A tingle ran down the back of his spine, and he spun around. Truthfully, he expected to see nothing, but he found a small child staring back at him. Her features were barely visible in the darkness, though the fledgling pair of horns that stuck above her slightly tousled hair identified her as a Djinn. She stared at him unwaveringly, and Jasper froze, unsure how to respond.
The massacre at the conclave Barbartu had told him about resurfaced, and he wondered if the girl had been one of those slain then. She made no move to approach him and he remained equally still, not exactly counting himself as a ghost whisperer. What would I even say to her? Go into the light? Pretty sure that’s not how it works here.
His thoughts flicked to Kas̆dael and he wondered if she could help the little spirit pass on, but he wasn’t exactly comfortable with the idea of sitting down and meditating with a ghost watching him. She hadn’t seemed hostile thus far, but perhaps she was just waiting for him to close his eyes and then she’d be on him, in a flash of fang and fury.

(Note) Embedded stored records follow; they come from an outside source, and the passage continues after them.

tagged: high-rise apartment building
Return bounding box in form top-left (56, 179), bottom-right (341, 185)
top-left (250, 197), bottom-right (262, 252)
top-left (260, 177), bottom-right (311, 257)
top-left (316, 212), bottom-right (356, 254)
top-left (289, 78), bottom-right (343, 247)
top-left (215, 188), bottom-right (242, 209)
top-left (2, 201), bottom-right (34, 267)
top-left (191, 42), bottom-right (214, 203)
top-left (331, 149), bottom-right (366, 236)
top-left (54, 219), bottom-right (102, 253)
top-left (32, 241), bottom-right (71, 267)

As if reading his mind, the girl took a small step forward and he tensed, reaching for his essence – and that was when he realized there was something behind her. A monstrous tiger emerged from the inky darkness, brushing against the girl’s body with a striking mimicry of corporality. Its coloring was darker than normal, but a faint glimmer of sparks occasionally rippled along its back.
It took another step forward, placing itself between Jasper and the child, and bared its fangs, revealing yellow, stained teeth large enough to be mistaken for a walrus’ tusks. And then, much to his surprise, it began to change form.